We summarize the findings in these papers that overlap ours: more de novo point mutation in children with older parents (all three), higher incidence in female than male probands (N), paternal origin of most de novo mutations (O), an elevated ratio (≥2:1) of de novo gene disruptions in probands versus siblings (S), no segregation distortion of rare polymorphisms from parents (S), and a de novo point mutation rate of about 2.0 × 10−8 per base pair per generation (O and N). The single point of slight disagreement concerns differential signal from de novo missense mutation, which is marginal in (S) and not evident in our data.
All groups report de novo gene disruptions (nonsense, splice, and frame shifts) in probands, 18 in (N), 33 in (O), and 17 in (S), for a total of 68. With the 59 from this study, a total of 127 hits in probands have been found. Judging from our two-fold differential rate in probands and siblings, we expect that at least half of the 127 hits, about 65, are causal. Five genes were hit twice. DYRK1A and POGZ are the new recurrences found by combining our data with theirs.
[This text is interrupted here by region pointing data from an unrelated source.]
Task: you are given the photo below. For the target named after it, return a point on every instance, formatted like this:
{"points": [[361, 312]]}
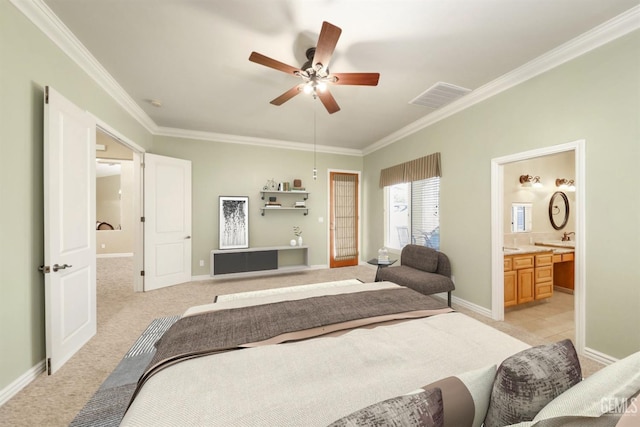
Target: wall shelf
{"points": [[305, 210], [305, 193], [265, 195]]}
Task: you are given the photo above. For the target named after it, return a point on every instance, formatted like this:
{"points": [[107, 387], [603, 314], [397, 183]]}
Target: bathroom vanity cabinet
{"points": [[527, 277]]}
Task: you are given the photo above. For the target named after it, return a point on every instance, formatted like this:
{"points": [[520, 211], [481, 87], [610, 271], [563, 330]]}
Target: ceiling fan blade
{"points": [[329, 35], [287, 95], [362, 79], [328, 101], [259, 58]]}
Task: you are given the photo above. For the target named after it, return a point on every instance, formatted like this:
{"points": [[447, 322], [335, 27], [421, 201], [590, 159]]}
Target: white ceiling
{"points": [[192, 56]]}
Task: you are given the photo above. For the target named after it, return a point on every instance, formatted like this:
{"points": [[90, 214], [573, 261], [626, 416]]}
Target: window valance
{"points": [[413, 170]]}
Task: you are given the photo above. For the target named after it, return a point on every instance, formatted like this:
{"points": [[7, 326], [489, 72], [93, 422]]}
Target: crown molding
{"points": [[602, 34], [47, 21], [44, 19], [249, 140]]}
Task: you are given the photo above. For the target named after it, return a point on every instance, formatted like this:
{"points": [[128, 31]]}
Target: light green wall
{"points": [[595, 97], [28, 62], [222, 169]]}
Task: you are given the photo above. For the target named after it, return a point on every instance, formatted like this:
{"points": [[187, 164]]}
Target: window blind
{"points": [[413, 170], [425, 212]]}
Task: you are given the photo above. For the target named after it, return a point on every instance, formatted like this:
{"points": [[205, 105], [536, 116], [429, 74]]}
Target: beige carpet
{"points": [[123, 315]]}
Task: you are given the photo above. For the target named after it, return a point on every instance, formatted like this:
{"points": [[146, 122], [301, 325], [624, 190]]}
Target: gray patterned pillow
{"points": [[527, 381], [423, 409]]}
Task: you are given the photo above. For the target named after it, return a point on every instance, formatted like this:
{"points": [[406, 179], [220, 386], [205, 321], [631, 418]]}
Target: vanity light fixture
{"points": [[530, 181], [566, 184]]}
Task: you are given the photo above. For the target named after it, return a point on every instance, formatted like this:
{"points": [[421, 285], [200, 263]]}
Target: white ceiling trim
{"points": [[42, 16], [248, 140], [598, 36]]}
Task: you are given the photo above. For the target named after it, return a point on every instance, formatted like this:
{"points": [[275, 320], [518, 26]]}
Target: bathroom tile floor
{"points": [[552, 318]]}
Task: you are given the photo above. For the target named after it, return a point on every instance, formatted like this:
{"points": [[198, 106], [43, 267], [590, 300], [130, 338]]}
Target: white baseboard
{"points": [[21, 382], [471, 306], [114, 255], [599, 357]]}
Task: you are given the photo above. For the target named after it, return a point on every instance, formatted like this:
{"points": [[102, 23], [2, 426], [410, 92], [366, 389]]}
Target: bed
{"points": [[318, 376]]}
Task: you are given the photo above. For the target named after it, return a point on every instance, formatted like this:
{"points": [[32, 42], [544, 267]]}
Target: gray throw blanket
{"points": [[230, 329]]}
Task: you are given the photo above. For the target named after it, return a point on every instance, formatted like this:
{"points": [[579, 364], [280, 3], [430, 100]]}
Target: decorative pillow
{"points": [[423, 409], [527, 381], [465, 397], [613, 389]]}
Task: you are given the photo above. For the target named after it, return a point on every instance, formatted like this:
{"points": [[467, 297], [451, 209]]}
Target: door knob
{"points": [[57, 267]]}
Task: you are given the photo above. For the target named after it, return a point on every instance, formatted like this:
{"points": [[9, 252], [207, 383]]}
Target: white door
{"points": [[69, 228], [167, 226]]}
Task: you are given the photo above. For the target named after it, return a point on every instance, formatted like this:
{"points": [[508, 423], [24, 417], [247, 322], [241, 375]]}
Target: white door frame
{"points": [[168, 221], [138, 231], [497, 232], [328, 217]]}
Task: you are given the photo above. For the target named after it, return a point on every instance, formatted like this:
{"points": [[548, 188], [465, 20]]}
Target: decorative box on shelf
{"points": [[284, 200]]}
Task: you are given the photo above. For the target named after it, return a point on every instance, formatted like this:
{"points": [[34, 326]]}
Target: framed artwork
{"points": [[234, 222]]}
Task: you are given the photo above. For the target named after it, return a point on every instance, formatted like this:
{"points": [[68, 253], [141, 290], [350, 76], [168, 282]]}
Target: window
{"points": [[412, 214]]}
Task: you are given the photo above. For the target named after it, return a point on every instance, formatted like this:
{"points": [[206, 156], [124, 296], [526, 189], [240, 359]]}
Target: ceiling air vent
{"points": [[439, 95]]}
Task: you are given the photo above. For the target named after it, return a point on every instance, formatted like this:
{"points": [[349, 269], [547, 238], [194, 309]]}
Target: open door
{"points": [[69, 228], [167, 226]]}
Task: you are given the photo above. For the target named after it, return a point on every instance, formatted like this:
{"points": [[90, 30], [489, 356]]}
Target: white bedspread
{"points": [[315, 382]]}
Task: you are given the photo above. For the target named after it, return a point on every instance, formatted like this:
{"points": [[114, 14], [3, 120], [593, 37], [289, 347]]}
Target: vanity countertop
{"points": [[558, 243], [530, 249]]}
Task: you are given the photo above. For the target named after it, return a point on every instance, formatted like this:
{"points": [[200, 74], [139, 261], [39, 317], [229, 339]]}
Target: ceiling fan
{"points": [[315, 73]]}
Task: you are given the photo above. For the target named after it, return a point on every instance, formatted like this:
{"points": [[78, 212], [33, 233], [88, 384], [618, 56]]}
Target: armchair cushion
{"points": [[420, 257]]}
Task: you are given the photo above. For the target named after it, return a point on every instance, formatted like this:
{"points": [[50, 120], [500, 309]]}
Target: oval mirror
{"points": [[558, 210]]}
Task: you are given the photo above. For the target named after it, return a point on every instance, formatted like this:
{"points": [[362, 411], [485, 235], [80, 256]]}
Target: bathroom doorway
{"points": [[513, 179]]}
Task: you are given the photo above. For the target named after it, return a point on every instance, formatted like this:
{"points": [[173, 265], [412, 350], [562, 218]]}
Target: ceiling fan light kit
{"points": [[315, 74]]}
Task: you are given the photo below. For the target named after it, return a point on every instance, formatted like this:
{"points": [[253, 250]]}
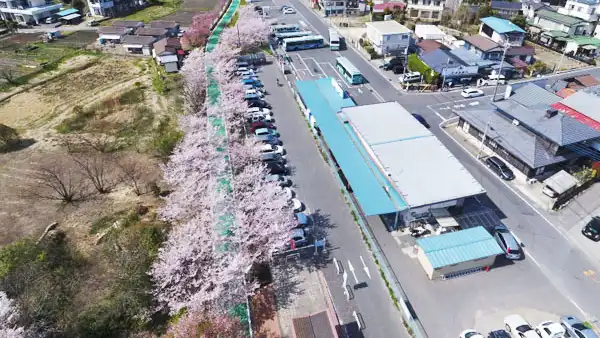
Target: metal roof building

With our projected differential between probands and sibling controls, these five genes that are recurrent targets of de novo disruptions in probands are almost certainly autism targets.
From our estimate of 65 causal gene disruptions and 5 recurrent gene targets, we project that the total number of dosagesensitive targets for autism is about 370 genes. We made a similar estimate from de novo CNVs (Levy et al., 2011
; see Recurrence Analysis in Supplemental Experimental Procedures). With this target size, and an expected 50% increase in rate of discovery of de novo gene disruptions, similar studies of all 2800 SSC families should yield about 116 autism genes, thereby identifying unequivocally about a third of the dosage-sensitive gene targets.
The other groups did not report on the number of gene disruptions occurring within the FMRP-associated genes. However, 15 of their 68 do hit these genes, a rate similar to what we observed (14 of 59). Combining data, we now compute a p value of 2 × 10−4 that this is mere coincidence. We project that nearly half of autism target genes will be among the list of FMRP-associated genes.